Variety caught up with Rosman, an Emmy-Award winning journalist for public media, whose stories appearing on outlets such as NPR and PBS, in the run-up to Frontières and “New Life’s” Fantasia world premiere at Fantasia.

There’s one large part of “New Life” which the teaser doesn’t have space to take in: Elsa and Jess are linked not just by the woman-hunt but both are battling their own personal worlds end. Could you elaborate very briefly, if that’s not an oxymoron?

Something interesting to me during the writing process, and then later working with our actors — Sonya Walger (Elsa) and Hayley Erin (Jess) — was finding ways to make their separate stories, one big story. To me, at the risk of sounding insufferable, there’s a central theme of grief in the movie. How the characters navigate the stages of it within their own “personal world’s end,” and what they do with the information they get, when they get it, ends up creating the stakes of the film and why we might see one character as more heroic than the other.

Another singular aspect to “New Life” is its constant recourse on the soundtrack to maybe the greatest folk-rock song of all time: Bob Dylan’s “Like A Rolling Stone.” It has literal reference to Jess, but a metaphorical one to Elsa. The film also seems to pick up a typical Dylan ambivalence: That Miss Lonely’s fall is kind of new freedom. Scrounging her next meal, no direction home, Jess, for example, has found a new freedom. “I wanna see the world,” she says enthusiastically. Could you comment?

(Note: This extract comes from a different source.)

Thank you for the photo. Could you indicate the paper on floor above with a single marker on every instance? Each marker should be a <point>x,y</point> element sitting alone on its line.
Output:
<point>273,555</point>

Bob Dylan is the greatest. The way he explores the idea of freedom in that song is both nuanced and vast, a story you can picture and some feeling barely out of reach. Just having his work play in our movie breathes so much life into some of those ideas you mentioned. The hope is that it also gives us some insight into Elsa — who she might have been before being defined by work — and how she’s trying to hold on to such a little thing like a song as her world flips upside down.

Why are you helping me?” Jess asks a man who drives her towards the border. “It has good people,” bartender Molly says of her small town. It’s striking that your vision of normal people, their solidarity, is really quite upbeat…

Ha! I do believe people are naturally good, and want to help each other. I know that’s maybe Pollyanna-ish in what feels like the age of increasingly worse news cycles. But, I feel it’s better than the alternative.